Two thoughts come to mind, one particular, one general:

* To the extent that there is a tea party and an extremely urgent time limit, and a set of definitions, principles and posturings that seem to hail from the other side of the looking glass, I think we are in the adventures of Alice rather than those of Frodo & Sam.

* Middle Earth, and very nearly all other worlds created within speculative fiction, is curiously devoid of financial elements. In most fantasy worlds-- no matter how gritty and real-- the economy is primitive, formal economic principles unstated or unknown, the study of economics non-existent or, at best, ill-defined. Middle Earth is seemingly a cash-&-carry place, without fiscal policy or possibly any taxation whatsoever-- these matters simply do not rise to the level of importance held by, say, rings of power, the flight of the elves, and the return of the king. Dragons and dwarves make terrible bankers, being content to hoard without circulating wealth, let alone extend credit. (Smaug's reaction to a withdrawal from his accumulated riches is not one intended to gain him a commercial franchise). For the most part, "the merchant" is a stock figure in fantasy, especially of the swords-&-sorcery variety, but the mechanics of wealth creation, of investment, risk, innovation, return, etc. find no foothold in the genre.

All of which is a pity because the genre would benefit from including economic and financial aspects in the plot and in the development of characters.
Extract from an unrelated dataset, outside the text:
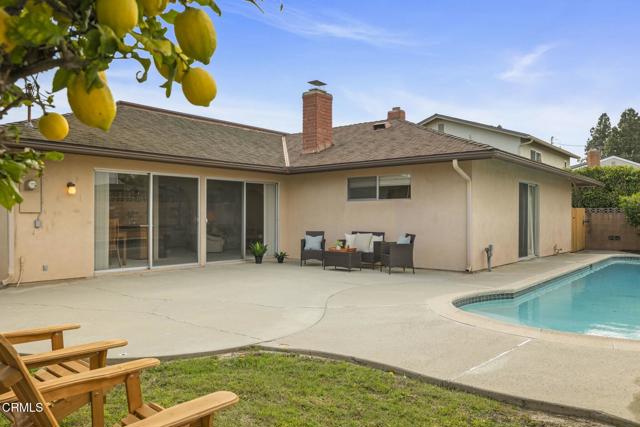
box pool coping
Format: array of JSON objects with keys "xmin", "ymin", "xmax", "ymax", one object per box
[{"xmin": 427, "ymin": 253, "xmax": 640, "ymax": 351}]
The majority of generic fantasy worlds are modeled on medieval Europe... yet, by 1200 western Europe had built a sophisticated economy based on technological gain, division of labor, local markets, long-distance trade, nuanced and voluminous banking networks, and emerging states increasingly successful in gathering tax and creating currency. The sophistication is even greater in the medieval Islamic world and in the Chinese Empire.

(A wonderful exception to genre fantasy's economics blindspot: Daniel Abraham, whose Long Price quartet and The Dragon's Path make the workings of trade and finance integral to the plot; he has clearly studied Renaissance Italian banking and merchanting, and put what he learned to very good use.)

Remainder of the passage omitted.